Thursday, February 28, 2013 - 4:23 pm
Dewayne Matthews

In 2009, Lumina Foundation set a goal: we wanted to help 60 percent of Americans obtain a high-quality postsecondary degree or be credential by 2025. We began reporting on progress toward the “big goal” in a series called A Stronger Nation through Higher Education. At the time, setting a national goal and reporting progress was seen by some as audacious at best (and perhaps by others as presumptuous), even for a national foundation focused on college access and success. In fact, we called our goal “audacious but attainable” in our first strategic plan.

On March 26, we released the 2012 edition of A Stronger Nation at an event on Capitol Hill. Media interest in the report has grown and this year we did over 50 radio and newspaper interviews for national and local coverage. To enhance local relevance, we added attainment data on the 100 largest metropolitan areas in the U.S. to the state and county information that has been in the report since from the beginning.

This year’s report also included breakdowns of data by race, ethnicity, and level of education, as well as a scenario for how to close the gap and reach 60 percent attainment by 2025. To make the data as widely accessible as possible, we created an extensive web portal with additional analyses and even produced an iPhone app (look for Stronger Nation in the app store).

At first, we intended the Big Goal to provide focus to our own work and answer the calls for foundations to be more transparent about their strategic objectives.
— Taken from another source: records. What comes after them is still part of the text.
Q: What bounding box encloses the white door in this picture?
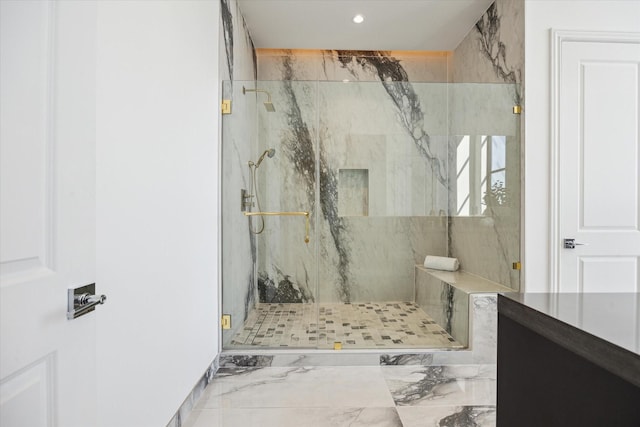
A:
[556,32,640,293]
[1,2,99,426]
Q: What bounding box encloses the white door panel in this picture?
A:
[0,356,54,427]
[0,0,53,281]
[0,1,98,426]
[557,33,640,293]
[579,257,638,293]
[581,61,638,230]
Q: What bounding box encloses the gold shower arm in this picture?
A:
[243,211,310,244]
[242,87,272,103]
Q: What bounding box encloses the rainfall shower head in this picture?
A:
[242,86,276,112]
[263,100,276,113]
[255,148,276,168]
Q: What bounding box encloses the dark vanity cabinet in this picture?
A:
[497,293,640,427]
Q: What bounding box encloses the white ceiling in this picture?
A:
[236,0,495,51]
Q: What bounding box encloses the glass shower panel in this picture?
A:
[221,79,521,351]
[255,80,319,349]
[315,81,450,349]
[448,83,521,290]
[222,80,319,349]
[221,80,257,348]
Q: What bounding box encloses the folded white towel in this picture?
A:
[424,255,459,271]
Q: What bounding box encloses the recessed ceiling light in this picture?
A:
[352,14,364,24]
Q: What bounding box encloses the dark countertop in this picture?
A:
[498,292,640,388]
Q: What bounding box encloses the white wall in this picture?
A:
[524,0,640,292]
[95,2,220,426]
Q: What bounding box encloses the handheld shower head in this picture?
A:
[254,148,276,168]
[242,86,276,112]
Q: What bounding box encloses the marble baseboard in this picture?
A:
[219,354,274,368]
[185,406,403,427]
[271,353,381,367]
[166,356,219,427]
[380,353,435,366]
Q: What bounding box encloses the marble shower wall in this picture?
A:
[220,0,258,346]
[258,50,450,82]
[220,1,523,319]
[254,51,451,303]
[448,0,524,290]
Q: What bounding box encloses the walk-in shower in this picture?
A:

Very quickly, however, we found that the goal became an important strategic initiative in its own right by helping call attention to the need to increase higher education attainment. Thirty-six states now have goals for attainment; 15 have set challenging and specific goals and are committed to an ongoing measurement of progress. The president continues to focus national attention on attainment, calling it “an economic imperative” in his most recent State of the Union address. Colleges and universities, too, are increasingly focused on completion and attainment, as the need for more citizens with postsecondary degrees to bolster our economy, strengthen our democracy, and lead our communities is better understood.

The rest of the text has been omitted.